L’angle est malin parce qu’il déplace la logique. Les réponses connues restent jetables et individuelles, comme Desperta, le sticker pour ongle signé Havas Health & You et Universal Music, où l’on trempe le doigt dans le verre pour voir la couleur virer. En visant un dispositif réutilisable et multi-substances pensé pour les établissements, LUEUR applique une vraie logique de brand utility à la sécurité en milieu festif.

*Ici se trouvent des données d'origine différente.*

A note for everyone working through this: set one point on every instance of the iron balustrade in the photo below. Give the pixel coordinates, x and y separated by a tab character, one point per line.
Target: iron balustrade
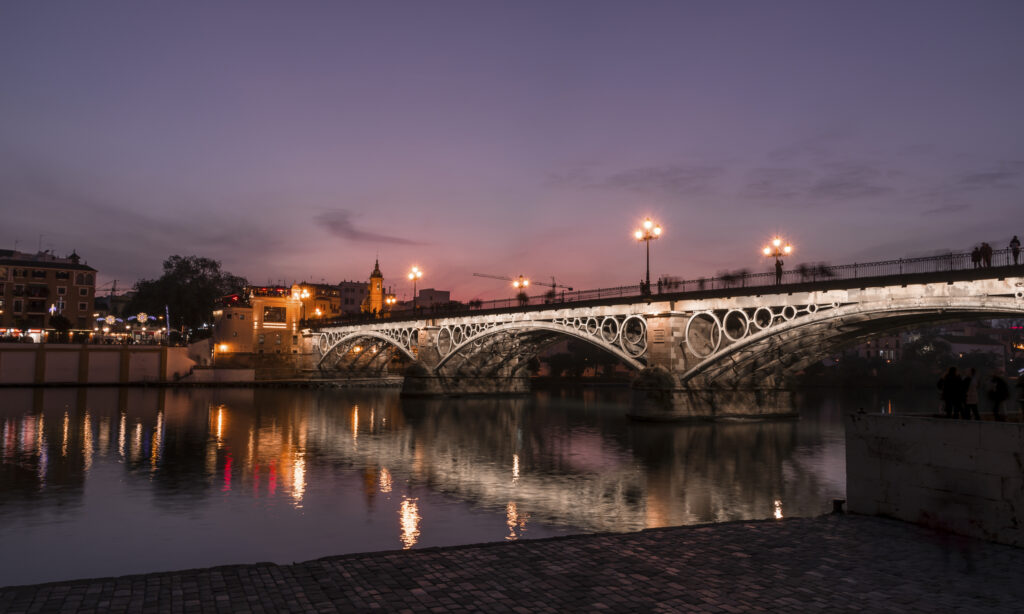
804	273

Une crédibilité scientifique mise en avant

Pour se démarquer des gadgets, la marque insiste sur la science : sept brevets déposés, un board scientifique indépendant, des collaborations annoncées avec le CEA et le CNRS, et un encadrement signé du Pr Alvarez (CHU de Garches). Conçu et fabriqué en France, le dispositif a eu droit à une parution dans Le Parisien et cumule les prix d’innovation, du concours Made in 92 à la Nuit de l’Événementiel.

Un outil utile, à condition de rester lucide

La prudence reste de mise. Aucun test ne couvre la totalité des substances utilisées dans les agressions, souvent des médicaments sédatifs, et un résultat positif ne vaut pas preuve devant la justice. B-SAFE a le mérite d’élever le standard côté établissements, mais il ne remplace ni la vigilance collective ni les dispositifs de prévention. Pour en savoir plus, rendez-vous sur le site lueur.fr.

Dans un registre voisin, des chercheurs de la Sungkyunkwan University, en Corée du Sud, ont mis au point un tatouage temporaire qui détecte le GHB en virant du jaune au rouge en une seconde : même combat contre la soumission chimique, mais porté à même la peau plutôt que plongé dans le verre.